Secondo il Washington Post le notizie sono così scarse e poco chiare perché l’accusa di genocidio macchierebbe la figura del presidente Xi Jinping e avrebbe come conseguenza, oltre un ulteriore avvicinamento degli Stati Ue agli Stati Uniti, anche sanzioni economiche e boicottaggio delle Olimpiadi invernali di Pechino previste per il 2022.
La repressione di Pechino sulle informazioni ha reso difficile per i ricercatori dello Xinjiang dimostrare l’attuazione di torture e stupri nei campi di lavoro. La mancanza di chiarezza sta anche limitando l’azione degli attivisti per i diritti umani.
Ma proprio ieri Amnesty International ha pubblicato un report nel quale sostiene che la Cina ha separato con la forza le famiglie uigure, trasferendo i bambini piccoli negli orfanotrofi statali.

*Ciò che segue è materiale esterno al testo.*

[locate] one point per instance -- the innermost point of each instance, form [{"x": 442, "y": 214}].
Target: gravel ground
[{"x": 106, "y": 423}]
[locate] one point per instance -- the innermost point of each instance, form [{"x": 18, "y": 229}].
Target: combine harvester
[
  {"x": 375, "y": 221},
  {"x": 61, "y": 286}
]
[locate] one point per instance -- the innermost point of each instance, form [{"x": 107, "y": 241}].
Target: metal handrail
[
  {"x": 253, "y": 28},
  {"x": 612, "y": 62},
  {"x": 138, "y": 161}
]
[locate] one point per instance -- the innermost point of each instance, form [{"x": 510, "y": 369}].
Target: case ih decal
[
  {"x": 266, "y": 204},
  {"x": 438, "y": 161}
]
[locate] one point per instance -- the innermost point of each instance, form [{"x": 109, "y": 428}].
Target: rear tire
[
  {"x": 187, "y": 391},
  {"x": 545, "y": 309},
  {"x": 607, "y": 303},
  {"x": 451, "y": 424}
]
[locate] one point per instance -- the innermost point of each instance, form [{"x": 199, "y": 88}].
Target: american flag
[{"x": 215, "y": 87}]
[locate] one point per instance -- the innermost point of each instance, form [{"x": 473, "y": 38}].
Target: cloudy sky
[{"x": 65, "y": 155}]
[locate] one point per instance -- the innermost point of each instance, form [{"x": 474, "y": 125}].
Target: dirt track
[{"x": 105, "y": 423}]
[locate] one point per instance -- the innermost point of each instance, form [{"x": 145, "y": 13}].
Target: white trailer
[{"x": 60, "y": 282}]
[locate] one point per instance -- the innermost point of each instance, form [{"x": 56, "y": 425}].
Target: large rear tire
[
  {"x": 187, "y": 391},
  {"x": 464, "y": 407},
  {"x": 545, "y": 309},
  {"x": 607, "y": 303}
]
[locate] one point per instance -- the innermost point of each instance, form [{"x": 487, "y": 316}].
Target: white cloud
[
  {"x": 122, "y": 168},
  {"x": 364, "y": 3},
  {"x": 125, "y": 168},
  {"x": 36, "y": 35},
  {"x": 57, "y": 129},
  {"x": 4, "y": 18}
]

Amnesty riporta in questa inchiesta le testimonianze di genitori che hanno dovuto lasciare i bambini ai parenti in Cina quando sono stati costretti a lasciare il Paese.
L’organizzazione umanitaria cita casi di persone che sono andate per lavoro in Australia, in Turchia, in Olanda, in Canada e anche in Italia, con racconti di genitori che non possono più rientrare nel loro Paese, separati dai loro figli che non riescono a rivedere a causa delle decisioni unilaterali della Cina.
Il rapporto di Amnesty chiede al Paese di fornire pieno e illimitato accesso allo Xinjiang agli esperti dei diritti umani delle Nazioni Unite e per tutti i bambini detenuti, senza il consenso dei loro genitori, il ritorno alla famiglia.